Nous avons l’impression d’être perdus et de ne pas trop savoir où nous nous trouvons dans cette nuit opaque. Nous cherchons notre route à tâtons quand, toujours au moment où nous commençons à perdre espoir, quelqu’un nous indique le chemin. Cela prend du temps pour comprendre que ce guide n’en savait pas plus que nous. Cette histoire d’un individu qui apparaît sporadiquement tout au long de l’aventure humaine pour nous faire, avec notre complicité, les mêmes fallacieuses promesses d’une vie meilleure me semble le plus étrange des mystères. On peut trouver les sources d’un pareil aveuglement sur le plan politique ou économique, et on ne cesse de le faire d’ailleurs, mais je choisis de regarder cela aujourd’hui d’un point de vue de romancier. À mon avis, ce n’est pas la faim ni l’injustice, mais bien la peur qui nous pousse à cet état de dépendance. Je vois cela comme une fable où, comme souvent dans une fable, on cherche sa route la nuit dans la forêt. Et naturellement, on va de fausses pistes en fausses pistes. D’abord, on nous propose de croire en la terre, cette terre sur laquelle nous posons le pied. Alors on peut nous convaincre que cette terre que nous empruntons pour un temps déterminé nous appartient en propre. Comme si nous étions des arbres dont les racines sont bien enfouies dans le sol. Sauf qu’à la différence des arbres, nous ne sommes pas tenus de rester au même endroit durant toute la durée de notre existence, du moins certains d’entre nous. Si nous faisons l’expérience d’un voyage, nous serons étonnés de notre capacité d’adaptation. On découvre assez vite qu’on possède des ressources qui nous permettent de nous adapter aux meilleures comme aux pires conditions. En fait, il suffit d’être ailleurs sans possibilité de revenir en arrière pour s’y faire. Personne ne peut être certain de finir ses jours où il est né. Je ne fais pas grand cas de cette notion de terre qui n’a servi jusqu’à aujourd’hui qu’à provoquer des guerres. Le vertige que l’on ressent quand le sol se dérobe sous nos pieds devrait remettre en question pour de bon la notion de terre ferme.

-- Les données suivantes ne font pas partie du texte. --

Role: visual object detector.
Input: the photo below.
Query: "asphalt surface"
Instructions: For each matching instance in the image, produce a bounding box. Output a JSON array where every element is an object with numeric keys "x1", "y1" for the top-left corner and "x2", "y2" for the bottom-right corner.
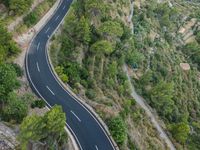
[{"x1": 26, "y1": 0, "x2": 116, "y2": 150}]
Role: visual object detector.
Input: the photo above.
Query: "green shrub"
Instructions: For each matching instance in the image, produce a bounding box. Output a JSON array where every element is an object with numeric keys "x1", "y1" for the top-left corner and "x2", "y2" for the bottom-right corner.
[
  {"x1": 85, "y1": 89, "x2": 96, "y2": 99},
  {"x1": 10, "y1": 63, "x2": 24, "y2": 77},
  {"x1": 108, "y1": 116, "x2": 127, "y2": 146},
  {"x1": 24, "y1": 12, "x2": 38, "y2": 27},
  {"x1": 2, "y1": 93, "x2": 28, "y2": 123},
  {"x1": 31, "y1": 100, "x2": 46, "y2": 108}
]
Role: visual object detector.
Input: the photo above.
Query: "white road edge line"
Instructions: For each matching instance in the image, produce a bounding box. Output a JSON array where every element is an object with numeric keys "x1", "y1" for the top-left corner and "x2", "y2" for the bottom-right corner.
[
  {"x1": 44, "y1": 4, "x2": 117, "y2": 150},
  {"x1": 45, "y1": 27, "x2": 51, "y2": 33},
  {"x1": 25, "y1": 1, "x2": 84, "y2": 150},
  {"x1": 71, "y1": 110, "x2": 81, "y2": 122},
  {"x1": 36, "y1": 62, "x2": 40, "y2": 72},
  {"x1": 46, "y1": 86, "x2": 55, "y2": 95},
  {"x1": 95, "y1": 145, "x2": 99, "y2": 150},
  {"x1": 37, "y1": 42, "x2": 40, "y2": 51},
  {"x1": 55, "y1": 15, "x2": 60, "y2": 21}
]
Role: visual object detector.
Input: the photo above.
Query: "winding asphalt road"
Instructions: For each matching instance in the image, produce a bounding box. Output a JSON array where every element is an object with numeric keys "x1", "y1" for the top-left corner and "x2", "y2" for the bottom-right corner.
[{"x1": 26, "y1": 0, "x2": 116, "y2": 150}]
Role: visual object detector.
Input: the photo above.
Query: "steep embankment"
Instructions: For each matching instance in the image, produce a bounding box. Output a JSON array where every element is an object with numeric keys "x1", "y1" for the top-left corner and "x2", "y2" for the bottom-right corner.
[{"x1": 50, "y1": 0, "x2": 174, "y2": 149}]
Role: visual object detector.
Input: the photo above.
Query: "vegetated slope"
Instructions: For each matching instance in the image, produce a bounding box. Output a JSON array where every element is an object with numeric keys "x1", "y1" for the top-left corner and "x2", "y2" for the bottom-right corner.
[
  {"x1": 50, "y1": 0, "x2": 172, "y2": 149},
  {"x1": 0, "y1": 0, "x2": 69, "y2": 149},
  {"x1": 130, "y1": 0, "x2": 200, "y2": 149}
]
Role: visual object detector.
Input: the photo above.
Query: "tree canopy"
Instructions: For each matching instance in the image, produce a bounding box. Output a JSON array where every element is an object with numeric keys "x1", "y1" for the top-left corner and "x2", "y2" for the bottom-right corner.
[
  {"x1": 9, "y1": 0, "x2": 33, "y2": 15},
  {"x1": 90, "y1": 40, "x2": 114, "y2": 55},
  {"x1": 98, "y1": 21, "x2": 124, "y2": 38},
  {"x1": 149, "y1": 81, "x2": 175, "y2": 117},
  {"x1": 0, "y1": 63, "x2": 19, "y2": 102},
  {"x1": 18, "y1": 105, "x2": 67, "y2": 150},
  {"x1": 108, "y1": 116, "x2": 127, "y2": 145}
]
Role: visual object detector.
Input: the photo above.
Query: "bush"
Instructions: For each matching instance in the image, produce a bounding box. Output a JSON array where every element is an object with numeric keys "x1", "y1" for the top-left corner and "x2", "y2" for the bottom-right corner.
[
  {"x1": 24, "y1": 12, "x2": 38, "y2": 27},
  {"x1": 108, "y1": 116, "x2": 127, "y2": 146},
  {"x1": 85, "y1": 89, "x2": 96, "y2": 99},
  {"x1": 2, "y1": 93, "x2": 28, "y2": 123},
  {"x1": 31, "y1": 100, "x2": 46, "y2": 108},
  {"x1": 10, "y1": 63, "x2": 24, "y2": 77}
]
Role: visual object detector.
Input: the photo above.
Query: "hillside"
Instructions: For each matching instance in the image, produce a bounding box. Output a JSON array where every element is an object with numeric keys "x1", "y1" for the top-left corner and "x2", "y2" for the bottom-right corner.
[
  {"x1": 0, "y1": 0, "x2": 72, "y2": 149},
  {"x1": 50, "y1": 0, "x2": 200, "y2": 149}
]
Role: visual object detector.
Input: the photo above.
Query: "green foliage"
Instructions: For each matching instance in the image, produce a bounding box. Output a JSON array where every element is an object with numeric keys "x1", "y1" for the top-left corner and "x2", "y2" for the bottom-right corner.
[
  {"x1": 107, "y1": 61, "x2": 118, "y2": 78},
  {"x1": 0, "y1": 23, "x2": 20, "y2": 59},
  {"x1": 149, "y1": 81, "x2": 175, "y2": 117},
  {"x1": 2, "y1": 92, "x2": 28, "y2": 123},
  {"x1": 0, "y1": 63, "x2": 19, "y2": 101},
  {"x1": 85, "y1": 0, "x2": 107, "y2": 19},
  {"x1": 90, "y1": 40, "x2": 113, "y2": 55},
  {"x1": 183, "y1": 42, "x2": 200, "y2": 69},
  {"x1": 9, "y1": 0, "x2": 33, "y2": 15},
  {"x1": 108, "y1": 116, "x2": 127, "y2": 145},
  {"x1": 31, "y1": 99, "x2": 46, "y2": 109},
  {"x1": 126, "y1": 50, "x2": 145, "y2": 67},
  {"x1": 169, "y1": 122, "x2": 190, "y2": 144},
  {"x1": 24, "y1": 12, "x2": 38, "y2": 27},
  {"x1": 77, "y1": 16, "x2": 91, "y2": 44},
  {"x1": 98, "y1": 21, "x2": 124, "y2": 38},
  {"x1": 10, "y1": 63, "x2": 24, "y2": 77},
  {"x1": 55, "y1": 66, "x2": 69, "y2": 83},
  {"x1": 18, "y1": 105, "x2": 67, "y2": 149},
  {"x1": 85, "y1": 89, "x2": 96, "y2": 99}
]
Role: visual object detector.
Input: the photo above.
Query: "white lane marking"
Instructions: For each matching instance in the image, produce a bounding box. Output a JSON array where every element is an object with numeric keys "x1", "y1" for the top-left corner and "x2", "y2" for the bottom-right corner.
[
  {"x1": 63, "y1": 6, "x2": 66, "y2": 10},
  {"x1": 55, "y1": 15, "x2": 60, "y2": 21},
  {"x1": 95, "y1": 145, "x2": 99, "y2": 150},
  {"x1": 36, "y1": 62, "x2": 40, "y2": 72},
  {"x1": 26, "y1": 2, "x2": 84, "y2": 150},
  {"x1": 71, "y1": 111, "x2": 81, "y2": 122},
  {"x1": 37, "y1": 42, "x2": 40, "y2": 51},
  {"x1": 46, "y1": 86, "x2": 55, "y2": 95},
  {"x1": 45, "y1": 27, "x2": 50, "y2": 33}
]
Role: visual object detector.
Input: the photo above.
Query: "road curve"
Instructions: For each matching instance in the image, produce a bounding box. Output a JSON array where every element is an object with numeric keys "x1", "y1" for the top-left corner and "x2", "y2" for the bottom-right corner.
[{"x1": 25, "y1": 0, "x2": 116, "y2": 150}]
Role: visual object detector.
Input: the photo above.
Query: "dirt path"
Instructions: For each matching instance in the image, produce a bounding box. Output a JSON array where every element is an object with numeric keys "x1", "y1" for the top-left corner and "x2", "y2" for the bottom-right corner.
[{"x1": 123, "y1": 65, "x2": 176, "y2": 150}]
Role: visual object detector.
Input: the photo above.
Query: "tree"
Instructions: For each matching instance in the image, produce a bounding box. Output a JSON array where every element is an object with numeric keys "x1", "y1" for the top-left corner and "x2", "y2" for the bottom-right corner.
[
  {"x1": 76, "y1": 16, "x2": 91, "y2": 44},
  {"x1": 90, "y1": 40, "x2": 113, "y2": 55},
  {"x1": 24, "y1": 12, "x2": 38, "y2": 27},
  {"x1": 55, "y1": 66, "x2": 69, "y2": 83},
  {"x1": 85, "y1": 0, "x2": 107, "y2": 18},
  {"x1": 170, "y1": 122, "x2": 190, "y2": 144},
  {"x1": 98, "y1": 21, "x2": 124, "y2": 38},
  {"x1": 126, "y1": 50, "x2": 145, "y2": 67},
  {"x1": 0, "y1": 63, "x2": 19, "y2": 103},
  {"x1": 18, "y1": 115, "x2": 45, "y2": 150},
  {"x1": 0, "y1": 23, "x2": 20, "y2": 58},
  {"x1": 108, "y1": 116, "x2": 127, "y2": 146},
  {"x1": 149, "y1": 81, "x2": 175, "y2": 117},
  {"x1": 107, "y1": 61, "x2": 118, "y2": 78},
  {"x1": 9, "y1": 0, "x2": 33, "y2": 15},
  {"x1": 2, "y1": 92, "x2": 28, "y2": 123},
  {"x1": 18, "y1": 105, "x2": 67, "y2": 150},
  {"x1": 183, "y1": 43, "x2": 200, "y2": 69}
]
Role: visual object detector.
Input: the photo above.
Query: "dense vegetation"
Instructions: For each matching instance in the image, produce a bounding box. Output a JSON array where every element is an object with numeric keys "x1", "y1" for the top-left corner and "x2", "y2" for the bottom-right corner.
[
  {"x1": 50, "y1": 0, "x2": 200, "y2": 149},
  {"x1": 0, "y1": 23, "x2": 20, "y2": 61},
  {"x1": 131, "y1": 0, "x2": 200, "y2": 149},
  {"x1": 0, "y1": 22, "x2": 24, "y2": 124},
  {"x1": 0, "y1": 0, "x2": 33, "y2": 15},
  {"x1": 50, "y1": 0, "x2": 171, "y2": 149},
  {"x1": 18, "y1": 105, "x2": 67, "y2": 150},
  {"x1": 0, "y1": 0, "x2": 68, "y2": 149}
]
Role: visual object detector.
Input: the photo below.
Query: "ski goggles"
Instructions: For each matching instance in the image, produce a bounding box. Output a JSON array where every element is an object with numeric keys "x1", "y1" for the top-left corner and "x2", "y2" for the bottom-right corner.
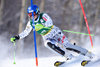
[{"x1": 28, "y1": 12, "x2": 36, "y2": 17}]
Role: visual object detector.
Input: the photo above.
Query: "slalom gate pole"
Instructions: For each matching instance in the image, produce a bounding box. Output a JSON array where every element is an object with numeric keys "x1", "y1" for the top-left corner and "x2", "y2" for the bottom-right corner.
[
  {"x1": 79, "y1": 0, "x2": 93, "y2": 48},
  {"x1": 30, "y1": 0, "x2": 38, "y2": 66},
  {"x1": 63, "y1": 30, "x2": 94, "y2": 36}
]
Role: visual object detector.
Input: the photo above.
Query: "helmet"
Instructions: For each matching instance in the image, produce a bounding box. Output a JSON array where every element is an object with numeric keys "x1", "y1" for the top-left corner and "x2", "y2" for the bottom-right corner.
[{"x1": 27, "y1": 5, "x2": 40, "y2": 15}]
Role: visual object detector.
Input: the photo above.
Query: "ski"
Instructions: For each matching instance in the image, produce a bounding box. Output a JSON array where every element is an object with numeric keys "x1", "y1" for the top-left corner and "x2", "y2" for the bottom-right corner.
[
  {"x1": 81, "y1": 58, "x2": 100, "y2": 66},
  {"x1": 54, "y1": 61, "x2": 65, "y2": 67},
  {"x1": 81, "y1": 60, "x2": 91, "y2": 66}
]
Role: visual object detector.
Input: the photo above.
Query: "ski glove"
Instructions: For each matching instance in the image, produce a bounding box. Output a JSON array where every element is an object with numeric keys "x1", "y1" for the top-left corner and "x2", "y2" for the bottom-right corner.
[{"x1": 10, "y1": 35, "x2": 20, "y2": 43}]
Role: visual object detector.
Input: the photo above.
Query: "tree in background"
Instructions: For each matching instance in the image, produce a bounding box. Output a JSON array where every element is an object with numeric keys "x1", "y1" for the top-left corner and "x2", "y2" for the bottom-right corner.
[
  {"x1": 0, "y1": 0, "x2": 4, "y2": 24},
  {"x1": 17, "y1": 0, "x2": 27, "y2": 55}
]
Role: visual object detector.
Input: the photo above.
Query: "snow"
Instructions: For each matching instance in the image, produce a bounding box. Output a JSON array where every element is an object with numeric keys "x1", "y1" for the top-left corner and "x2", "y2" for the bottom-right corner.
[
  {"x1": 0, "y1": 56, "x2": 65, "y2": 67},
  {"x1": 1, "y1": 55, "x2": 100, "y2": 67},
  {"x1": 0, "y1": 34, "x2": 100, "y2": 67}
]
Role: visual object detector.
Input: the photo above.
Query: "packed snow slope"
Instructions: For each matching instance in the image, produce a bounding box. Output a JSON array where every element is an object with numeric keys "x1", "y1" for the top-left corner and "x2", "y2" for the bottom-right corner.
[{"x1": 0, "y1": 34, "x2": 100, "y2": 67}]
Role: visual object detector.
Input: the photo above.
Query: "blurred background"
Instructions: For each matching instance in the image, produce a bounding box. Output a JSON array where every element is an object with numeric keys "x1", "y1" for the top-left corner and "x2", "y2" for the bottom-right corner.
[{"x1": 0, "y1": 0, "x2": 100, "y2": 67}]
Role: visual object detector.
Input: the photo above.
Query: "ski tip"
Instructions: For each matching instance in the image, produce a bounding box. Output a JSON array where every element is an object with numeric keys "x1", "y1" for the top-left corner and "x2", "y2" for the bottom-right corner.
[{"x1": 54, "y1": 61, "x2": 65, "y2": 67}]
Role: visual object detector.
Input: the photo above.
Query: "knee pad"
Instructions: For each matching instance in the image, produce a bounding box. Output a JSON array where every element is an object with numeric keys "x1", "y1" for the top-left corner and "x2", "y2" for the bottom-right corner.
[{"x1": 46, "y1": 42, "x2": 65, "y2": 56}]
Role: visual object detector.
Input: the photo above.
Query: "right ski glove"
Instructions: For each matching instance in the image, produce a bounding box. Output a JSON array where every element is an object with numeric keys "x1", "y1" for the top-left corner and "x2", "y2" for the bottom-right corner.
[{"x1": 10, "y1": 35, "x2": 20, "y2": 43}]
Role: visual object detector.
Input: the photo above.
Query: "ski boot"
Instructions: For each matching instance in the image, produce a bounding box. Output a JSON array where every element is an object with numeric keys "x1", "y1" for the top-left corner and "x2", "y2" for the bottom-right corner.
[
  {"x1": 81, "y1": 60, "x2": 90, "y2": 66},
  {"x1": 85, "y1": 51, "x2": 94, "y2": 59},
  {"x1": 54, "y1": 61, "x2": 65, "y2": 67}
]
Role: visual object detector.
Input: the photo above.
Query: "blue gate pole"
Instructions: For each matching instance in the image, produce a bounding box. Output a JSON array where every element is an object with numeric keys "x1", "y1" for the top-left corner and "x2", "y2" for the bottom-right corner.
[{"x1": 30, "y1": 0, "x2": 38, "y2": 66}]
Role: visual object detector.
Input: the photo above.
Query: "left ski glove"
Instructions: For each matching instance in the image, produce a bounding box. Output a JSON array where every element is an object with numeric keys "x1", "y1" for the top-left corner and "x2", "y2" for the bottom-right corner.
[{"x1": 10, "y1": 35, "x2": 20, "y2": 43}]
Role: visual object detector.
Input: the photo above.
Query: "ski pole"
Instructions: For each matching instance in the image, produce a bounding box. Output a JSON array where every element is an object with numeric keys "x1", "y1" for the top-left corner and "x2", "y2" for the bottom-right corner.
[
  {"x1": 13, "y1": 42, "x2": 16, "y2": 64},
  {"x1": 30, "y1": 0, "x2": 38, "y2": 66},
  {"x1": 79, "y1": 0, "x2": 93, "y2": 48}
]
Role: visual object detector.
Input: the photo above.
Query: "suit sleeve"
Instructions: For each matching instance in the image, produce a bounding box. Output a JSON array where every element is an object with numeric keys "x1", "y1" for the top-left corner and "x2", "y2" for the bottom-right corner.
[
  {"x1": 42, "y1": 13, "x2": 53, "y2": 27},
  {"x1": 19, "y1": 21, "x2": 32, "y2": 39}
]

Ce n’est pas pourtant la seule de nos illusions : la race n’a de sens que si on y croit. Quand des gens de même couleur (enfin, je dis couleur faute de mieux) se regroupent massivement sur un même espace, ils finissent par fonder leur identité sur une fausseté. La notion de race n’existe pas quand on fait face à quelqu’un d’une autre race. Alors, on échafaude mille théories, les unes plus fumeuses que les autres, dans l’unique but de faire croire à l’autre qu’on lui est supérieur (personne n’a jamais cherché à démontrer son infériorité). Mais profondément, on n’y croit pas soi-même. Et cette haute idée de soi ne suffit pas toujours à nous rassurer. Il suffit de rejoindre notre tribu pour que l’argument de la race se dissipe. Les vieilles angoisses reviennent et on reprend sa place dans la société selon des critères économiques moins flous que ceux de la race.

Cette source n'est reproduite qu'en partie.